La Bundeswehr aujourd’hui : où ça coince
La Bundeswehr compte aujourd’hui 185 000 militaires de carrière, alors que l’objectif est de 260 000 d’ici 2035. Plusieurs dispositifs ont été tentés, dont un service militaire volontaire, mais les résultats sont faibles : 530 volontaires engagés entre janvier et mai, sur 300 000 jeunes contactés. Le gouvernement juge ces chiffres insuffisants, ce qui le pousse à envisager le retour de la conscription.
Le président de la commission de la Défense du Bundestag, Thomas Röwekamp, a déclaré à l’AFP que la conscription redeviendrait une option si le volontariat ne suffisait pas : « Si nous ne parvenons pas à atteindre ces objectifs grâce au volontariat, nous devrons revenir à la conscription obligatoire. La décision devra être prise d’ici au 31 juillet 2027. »
Ce qui a été lancé pour redresser la barre
Les mesures en cours comprennent une campagne de recrutement renforcée et un recensement obligatoire des jeunes hommes à leur 18e anniversaire. Sur 298 200 questionnaires envoyés et un objectif de 15 000 volontaires pour 2025, seules 12 200 personnes se sont engagées cette année. Le service volontaire, le « Neuer Wehrdienst », entré en vigueur le 1er janvier 2026, ne remplit donc pas les rangs.
Le Bundestag a soutenu ce dispositif en adoptant une loi par 323 voix contre 272. L’objectif est aussi de combler le vide laissé par la suspension de la conscription en 2011, alors que l’armée enregistre un déficit structurel, avec 20 000 à 30 000 départs par an.
Et la France dans tout ça ?
La situation allemande fait écho à ce qu’a fait la France récemment.
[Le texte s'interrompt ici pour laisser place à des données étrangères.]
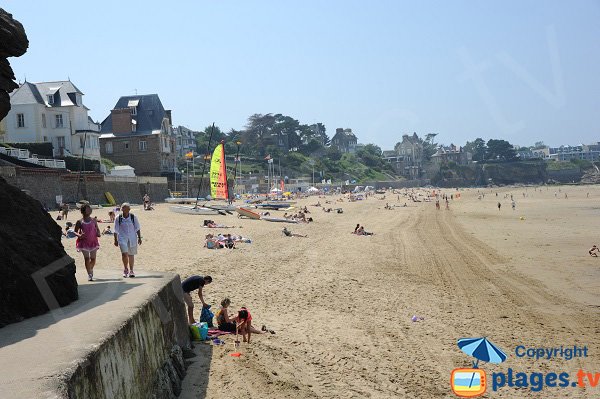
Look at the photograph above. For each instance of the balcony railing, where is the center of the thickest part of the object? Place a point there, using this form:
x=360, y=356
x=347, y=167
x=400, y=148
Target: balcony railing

En novembre 2025, le président Emmanuel Macron a lancé un service militaire volontaire qui a attiré plus de candidats que prévu : 4 000 candidatures pour 1 800 postes. Pour mémoire, le service militaire n’est plus obligatoire en France depuis la loi adoptée en octobre 1997 sous la présidence de Jacques Chirac.
Le budget pèse également dans la balance. Pour 2026, les dépenses de défense prévues atteignent 108,2 milliards d’euros, avec un investissement militaire porté à 3,5 % du PIB à partir de 2029. Friedrich Merz veut par ailleurs porter les effectifs de la Bundeswehr à 460 000 soldats d’ici 2035, un chiffre cohérent avec les objectifs discutés à l’OTAN.